Atlanta (AFP) – Nach dem Bombenanschlag in der Olympiastadt Atlanta hält das FBI einem Zeitungsbericht zufolge einen Wachmann aus dem Centennial Park für den Hauptverdächtigen. Das Atlanta Journal berichtete in einer Sonderausgabe am Dienstag abend (Ortszeit), als mutmaßlicher Attentäter gelte der 33jährige Wachmann Richard Jewell. Er sei mehrfach verhört worden, wurde aber bislang weder festgenommen noch angeklagt.

„Er ist der typische Einzeltäter und Bombenleger“, schrieb die Zeitung zur Charakterisierung von Jewell. Er habe die charakteristischen Merkmale eines „frustrierten weißen Mannes, eines früheren Polizisten oder Soldaten, der ein Held werden möchte“. Angehörige hätten gegenüber der Zeitung zudem bestätigt, daß Jewell einen ähnlichen Rucksack gehabt habe, wie der, in dem die Rohrbombe versteckt war. Die US-Bundespolizei FBI sei jetzt dabei, seine Stimme mit der des anonymen Anrufers zu vergleichen, der eine halbe Stunde vor dem Attentat vor der Explosion gewarnt hatte.

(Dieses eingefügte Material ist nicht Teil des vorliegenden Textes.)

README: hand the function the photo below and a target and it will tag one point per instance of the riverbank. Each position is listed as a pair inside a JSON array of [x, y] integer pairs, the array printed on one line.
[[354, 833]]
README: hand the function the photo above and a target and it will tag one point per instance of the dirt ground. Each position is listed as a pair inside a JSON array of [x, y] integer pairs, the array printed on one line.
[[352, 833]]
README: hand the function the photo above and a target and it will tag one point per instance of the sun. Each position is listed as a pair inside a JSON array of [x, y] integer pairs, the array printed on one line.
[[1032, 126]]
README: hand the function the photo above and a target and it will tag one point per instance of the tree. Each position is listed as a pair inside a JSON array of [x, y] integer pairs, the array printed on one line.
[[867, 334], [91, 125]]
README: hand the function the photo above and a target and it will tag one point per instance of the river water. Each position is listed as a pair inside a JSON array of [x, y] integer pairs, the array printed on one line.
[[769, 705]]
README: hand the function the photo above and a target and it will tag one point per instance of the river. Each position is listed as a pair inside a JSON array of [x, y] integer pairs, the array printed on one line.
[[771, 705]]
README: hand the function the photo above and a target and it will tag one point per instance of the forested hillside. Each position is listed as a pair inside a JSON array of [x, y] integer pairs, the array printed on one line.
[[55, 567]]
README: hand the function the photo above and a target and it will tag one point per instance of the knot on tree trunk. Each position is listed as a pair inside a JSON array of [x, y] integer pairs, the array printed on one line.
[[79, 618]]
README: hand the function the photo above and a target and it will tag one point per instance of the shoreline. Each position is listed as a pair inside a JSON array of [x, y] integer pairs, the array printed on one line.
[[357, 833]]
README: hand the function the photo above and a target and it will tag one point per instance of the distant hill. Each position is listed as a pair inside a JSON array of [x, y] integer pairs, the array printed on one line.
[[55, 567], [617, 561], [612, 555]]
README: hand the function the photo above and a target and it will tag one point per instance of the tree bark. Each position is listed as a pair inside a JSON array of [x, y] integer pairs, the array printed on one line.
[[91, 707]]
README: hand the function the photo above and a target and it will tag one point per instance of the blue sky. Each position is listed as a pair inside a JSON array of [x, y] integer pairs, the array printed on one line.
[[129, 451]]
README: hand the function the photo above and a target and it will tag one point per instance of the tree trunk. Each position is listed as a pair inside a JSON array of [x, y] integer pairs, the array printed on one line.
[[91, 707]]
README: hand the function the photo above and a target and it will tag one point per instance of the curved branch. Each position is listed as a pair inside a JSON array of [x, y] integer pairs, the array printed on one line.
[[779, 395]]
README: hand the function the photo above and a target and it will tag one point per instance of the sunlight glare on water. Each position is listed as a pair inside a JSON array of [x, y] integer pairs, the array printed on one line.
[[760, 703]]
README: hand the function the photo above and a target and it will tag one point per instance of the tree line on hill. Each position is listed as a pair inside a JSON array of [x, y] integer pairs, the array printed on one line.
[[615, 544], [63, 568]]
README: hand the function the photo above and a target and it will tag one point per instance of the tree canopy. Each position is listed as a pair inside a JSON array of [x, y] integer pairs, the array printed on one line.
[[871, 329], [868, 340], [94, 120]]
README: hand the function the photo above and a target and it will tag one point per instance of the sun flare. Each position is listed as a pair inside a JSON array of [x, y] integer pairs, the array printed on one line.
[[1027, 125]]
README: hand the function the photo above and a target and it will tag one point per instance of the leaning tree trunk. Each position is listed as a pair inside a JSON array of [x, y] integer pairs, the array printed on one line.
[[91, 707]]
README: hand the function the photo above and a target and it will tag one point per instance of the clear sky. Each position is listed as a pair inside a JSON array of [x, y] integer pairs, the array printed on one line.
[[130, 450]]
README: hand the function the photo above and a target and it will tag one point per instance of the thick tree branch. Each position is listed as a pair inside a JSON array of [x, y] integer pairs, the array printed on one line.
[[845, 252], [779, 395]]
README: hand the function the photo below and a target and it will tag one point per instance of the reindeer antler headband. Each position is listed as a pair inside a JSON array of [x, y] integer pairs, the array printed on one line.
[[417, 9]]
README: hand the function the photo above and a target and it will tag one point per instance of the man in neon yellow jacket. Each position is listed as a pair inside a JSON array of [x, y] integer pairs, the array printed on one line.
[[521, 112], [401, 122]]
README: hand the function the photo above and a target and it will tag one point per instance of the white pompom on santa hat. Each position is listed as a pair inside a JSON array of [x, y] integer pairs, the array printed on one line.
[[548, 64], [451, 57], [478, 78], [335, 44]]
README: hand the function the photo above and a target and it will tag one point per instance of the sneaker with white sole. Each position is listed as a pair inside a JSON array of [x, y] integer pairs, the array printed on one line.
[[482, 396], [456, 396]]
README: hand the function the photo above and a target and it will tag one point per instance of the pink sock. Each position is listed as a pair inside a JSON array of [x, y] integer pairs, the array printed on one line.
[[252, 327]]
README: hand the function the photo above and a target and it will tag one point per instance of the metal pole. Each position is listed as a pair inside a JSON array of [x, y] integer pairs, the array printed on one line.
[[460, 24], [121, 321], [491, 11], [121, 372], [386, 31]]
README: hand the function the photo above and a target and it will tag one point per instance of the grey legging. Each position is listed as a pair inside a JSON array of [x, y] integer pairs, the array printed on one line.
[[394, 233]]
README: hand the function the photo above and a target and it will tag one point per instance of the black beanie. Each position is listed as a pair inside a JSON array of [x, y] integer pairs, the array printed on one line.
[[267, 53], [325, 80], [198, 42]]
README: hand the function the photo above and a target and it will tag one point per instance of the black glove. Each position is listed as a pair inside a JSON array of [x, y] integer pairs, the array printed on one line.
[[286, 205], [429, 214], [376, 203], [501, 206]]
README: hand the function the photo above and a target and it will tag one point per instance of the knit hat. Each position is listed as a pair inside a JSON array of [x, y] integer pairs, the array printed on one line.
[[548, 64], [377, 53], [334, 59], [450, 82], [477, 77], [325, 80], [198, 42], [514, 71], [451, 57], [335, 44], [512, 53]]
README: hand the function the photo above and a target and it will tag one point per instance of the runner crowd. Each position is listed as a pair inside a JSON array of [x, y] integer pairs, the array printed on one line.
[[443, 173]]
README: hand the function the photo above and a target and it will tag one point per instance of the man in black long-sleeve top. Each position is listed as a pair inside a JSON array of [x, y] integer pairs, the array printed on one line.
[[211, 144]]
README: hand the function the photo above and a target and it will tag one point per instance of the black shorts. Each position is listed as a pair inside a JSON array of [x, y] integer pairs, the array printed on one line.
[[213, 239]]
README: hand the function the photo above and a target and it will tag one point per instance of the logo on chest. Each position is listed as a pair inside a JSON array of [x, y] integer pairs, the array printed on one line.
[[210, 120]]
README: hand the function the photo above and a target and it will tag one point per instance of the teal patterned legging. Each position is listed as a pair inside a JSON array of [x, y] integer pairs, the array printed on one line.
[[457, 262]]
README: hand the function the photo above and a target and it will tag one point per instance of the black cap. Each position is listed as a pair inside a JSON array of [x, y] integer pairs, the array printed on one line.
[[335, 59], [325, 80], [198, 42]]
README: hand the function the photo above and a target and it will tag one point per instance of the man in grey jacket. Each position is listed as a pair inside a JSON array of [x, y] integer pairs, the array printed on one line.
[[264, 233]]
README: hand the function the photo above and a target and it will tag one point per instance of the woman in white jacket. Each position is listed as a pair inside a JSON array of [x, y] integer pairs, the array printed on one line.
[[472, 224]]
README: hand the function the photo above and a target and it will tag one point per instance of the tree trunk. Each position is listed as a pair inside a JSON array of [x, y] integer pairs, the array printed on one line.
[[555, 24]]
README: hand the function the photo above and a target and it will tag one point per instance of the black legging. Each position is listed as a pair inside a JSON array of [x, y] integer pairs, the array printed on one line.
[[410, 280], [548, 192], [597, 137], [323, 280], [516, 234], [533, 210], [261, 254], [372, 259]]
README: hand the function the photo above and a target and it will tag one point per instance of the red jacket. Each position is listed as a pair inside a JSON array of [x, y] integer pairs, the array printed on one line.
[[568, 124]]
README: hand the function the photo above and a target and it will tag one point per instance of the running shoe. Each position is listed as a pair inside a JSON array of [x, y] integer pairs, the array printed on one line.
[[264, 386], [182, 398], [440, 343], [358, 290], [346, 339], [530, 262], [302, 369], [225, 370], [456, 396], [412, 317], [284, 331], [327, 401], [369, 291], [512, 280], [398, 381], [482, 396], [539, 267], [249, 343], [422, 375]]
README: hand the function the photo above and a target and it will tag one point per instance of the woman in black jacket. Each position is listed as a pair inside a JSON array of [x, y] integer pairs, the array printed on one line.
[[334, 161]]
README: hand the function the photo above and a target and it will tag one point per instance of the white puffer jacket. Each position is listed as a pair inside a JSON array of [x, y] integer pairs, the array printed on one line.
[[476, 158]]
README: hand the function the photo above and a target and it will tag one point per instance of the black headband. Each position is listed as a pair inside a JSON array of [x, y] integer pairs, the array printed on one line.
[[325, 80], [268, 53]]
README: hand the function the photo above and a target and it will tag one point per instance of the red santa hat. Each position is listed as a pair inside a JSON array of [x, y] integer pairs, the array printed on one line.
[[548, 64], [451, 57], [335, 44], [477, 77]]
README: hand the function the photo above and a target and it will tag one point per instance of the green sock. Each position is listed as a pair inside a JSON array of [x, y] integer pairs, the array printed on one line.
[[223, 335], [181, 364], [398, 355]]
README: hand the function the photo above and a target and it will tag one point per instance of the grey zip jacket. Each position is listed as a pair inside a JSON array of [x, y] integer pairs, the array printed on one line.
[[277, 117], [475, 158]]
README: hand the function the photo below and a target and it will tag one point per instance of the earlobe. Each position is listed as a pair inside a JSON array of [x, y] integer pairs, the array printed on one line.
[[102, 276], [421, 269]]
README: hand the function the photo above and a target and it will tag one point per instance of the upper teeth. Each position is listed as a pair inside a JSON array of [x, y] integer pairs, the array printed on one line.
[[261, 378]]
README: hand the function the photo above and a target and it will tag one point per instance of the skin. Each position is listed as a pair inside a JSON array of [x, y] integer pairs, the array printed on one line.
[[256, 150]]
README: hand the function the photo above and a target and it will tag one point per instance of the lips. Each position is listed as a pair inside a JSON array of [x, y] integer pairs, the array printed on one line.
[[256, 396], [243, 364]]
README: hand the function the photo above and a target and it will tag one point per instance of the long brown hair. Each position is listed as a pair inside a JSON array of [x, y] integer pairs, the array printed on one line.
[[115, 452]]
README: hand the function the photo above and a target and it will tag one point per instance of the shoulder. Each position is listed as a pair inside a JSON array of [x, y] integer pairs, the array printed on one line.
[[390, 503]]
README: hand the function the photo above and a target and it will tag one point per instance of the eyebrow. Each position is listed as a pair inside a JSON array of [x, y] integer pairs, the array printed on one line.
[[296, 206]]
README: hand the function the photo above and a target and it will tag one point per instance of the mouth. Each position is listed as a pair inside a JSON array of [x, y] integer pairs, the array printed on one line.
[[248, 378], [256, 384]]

Das FBI wollte diese Informationen zunächst weder bestätigen noch dementieren. Der Fernsehsender CNN berichtete allerdings, in FBI-Kreisen sei bestätigt worden, daß Jewell „einer der Verdächtigen“ sei.

Nach dem Anschlag war Jewell von mehreren US-Fernsehstationen interviewt worden. Dabei beschrieb er detailreich, wie er den Sprengsatz entdeckte und die Menschen in Sicherheit brachte sowie Verletzten zu Hilfe kam. Unter anderem war er von Atlantas Bürgermeister Bill Campbell wegen seines heldenhaften Verhaltens gerühmt worden, weil er Dutzende von Menschen kurz vor der Explosion aus der Gefahrenzone gebracht hatte.

Jewell, der nach eigenen Angaben fünfmal vom FBI verhört wurde, befand sich gestern morgen in seiner Wohnung in Atlanta, die er mit seiner Mutter teilt. Das Haus, in dem sich die Wohnung befindet, wurde von FBI-Agenten überwacht und durchsucht. Watson Bryant, der Anwalt Jewells, sagte gestern, sein Mandant sei „kein Verdächtiger“, sondern „ein Held, der geholfen hat, die Zuschauer in Sicherheit zu bringen“.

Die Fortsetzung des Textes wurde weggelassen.